Marion Maréchal: “Italia e Francia unite contro il potere della Germania. Siamo l’alternativa al multiculturalismo”

A 29 anni la nipote di Marine Le Pen è la promessa nelle elezioni 2022: «Salvini empatico ma i leader devono avere più contegno»

PARIGI. Ieri è stato il giorno della riappacificazione tra Francia e Italia. Vista da Parigi, però, questa prima visita di Emmanuel Macron a Roma, dopo la nascita del nuovo governo Conte, ha un altro sapore. Almeno per qualcuno: «All’origine della crisi diplomatica del febbraio scorso non c’era stata la Lega Nord ma l’M5S, dopo che Luigi Di Maio aveva incontrato i rappresentanti dei gilet gialli in Francia. Ecco, chi è stato criticato aspramente ieri diventa oggi un interlocutore rispettabile e interessante. È l’ipocrisia della politica». Parla Marion Maréchal (ha rinunciato a Le Pen, il cognome del nonno Jean-Marie), 29 anni, già promessa del Rassemblement National (Rn), il partito della zia Marine. E che oggi si ritrova «mina vagante» (la definizione è sua) della destra francese. Il suo compagno è Vincenzo Sofo, ideologo della Lega. C’è chi guarda a Marion come l’unica che possa vincere alle presidenziali del 2022 contro Macron (ma lei nega di volersi candidare).

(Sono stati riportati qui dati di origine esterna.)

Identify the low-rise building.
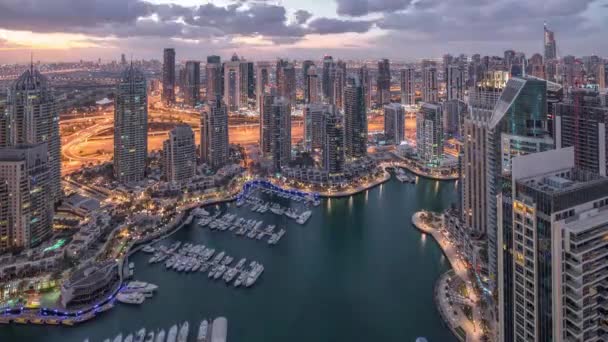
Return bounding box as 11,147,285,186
60,261,120,308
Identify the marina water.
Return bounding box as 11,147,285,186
0,177,458,342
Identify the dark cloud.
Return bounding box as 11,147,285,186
294,10,313,24
308,18,375,34
336,0,413,16
0,0,151,32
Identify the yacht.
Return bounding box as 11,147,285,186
221,255,233,266
134,329,146,342
234,272,247,287
142,245,155,253
197,320,209,342
166,324,178,342
124,334,133,342
296,210,312,225
212,251,225,264
154,329,165,342
246,264,265,287
123,281,158,293
235,258,247,269
177,321,189,342
144,331,155,342
214,265,227,280
285,209,299,220
113,334,123,342
270,204,284,215
116,292,145,305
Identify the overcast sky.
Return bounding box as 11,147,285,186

Riconoscerà, però, che Salvini ha sbagliato strategia quest’estate…
«Sono i 5 Stelle che l’hanno tradito dopo le elezioni europee. La sua reazione è stata legittima».

Approva anche il Salvini dj al Papeete Beach di Milano Marittima?
«Lui è empatico, vicino alla gente. Ma in Francia il suo stile non funzionerebbe. Da noi il fantasma del generale de Gaulle plana su tutti i politici. Esistono aspettative intellettuali, di contegno».

E adesso il leader della Lega finirà isolato a destra come Marine Le Pen in Francia…

«Questo paragone non si può fare. La Lega è diventata il grande partito della destra nel vostro Paese e non è il caso dell’Rn. La formazione italiana è radicata localmente, dove è disposta a formare coalizioni con altre forze. Il Rassemblement National no. È una forza politica nazionale innegabile, ma al peggio fa il 15% e al meglio il 30. Così in Francia e senza alleanze non potrà governare».

Il prossimo 28 settembre lei parteciperà a Parigi a una Convention della destra. Che finalità ha?
«Vogliamo riflettere sulle sfide che deve affrontare e andare oltre le sue divisioni. Bisogna superare il settarismo dei partiti che prevale in Francia e che in Italia non c’è. Lì si va anche troppo lontano in questo senso, nella ricerca delle alleanze: basta vedere gli ultimi due governi».

La crisi dei moderati Repubblicani può aiutare a una ricomposizione a destra?
«Certamente».

Cosa deve fare la destra in Francia?
«Esprimere un’indipendenza vera rispetto al progressismo, al multiculturalismo, all’ideologia del libero scambio a ogni costo. Bisogna ricostrure un movimento di pensiero».

È il motivo per il quale ha creato l’Issep a Lione, una scuola di scienze politiche di livello universitario?
«No, la scuola non ha come finalità l’unione delle destre ma l’emergere di una nuova classe dirigente. Pratichiamo il pluralismo intellettuale. Per questo studiamo tutti gli autori, di destra e di sinistra. Anche Gramsci».

Cosa apprezza del filosofo italiano?
«Non penso alla finalità del suo progetto ma all’egemonia culturale alla quale puntava, al metodo utilizzato per conquistare il potere. Non sono ideologicamente d’accordo con lui. Quando cito Gramsci, voglio provocare la destra, scuoterla, mostrare che l’egemonia della sinistra è passata attraverso il controllo della leva politica, rappresentata dalla scuola, dai media, dalla cultura».

Dopo le ultime elezioni, la Lega e Rn sono riusciti a coinvolgere nel loro gruppo all’Europarlamento solo i tedeschi dell’Adf. Secondo lei, esiste un fronte sovranista europeo?
«Non credo che un cambiamento di rotta dell’Unione passi da Bruxelles. Solo i Governi possono qualcosa. Il problema è controbilanciare la potenza tedesca. E ritengo che una parte della soluzione si trovi in un’alleanza tra Francia e Italia, che è un importante contribuente netto dell’Ue. Si fa un errore a sperare solo nella resistenza dei Paesi di Visegrad. Che sono beneficiari netti. Approfittano del sistema e non vorranno mai cambiarlo».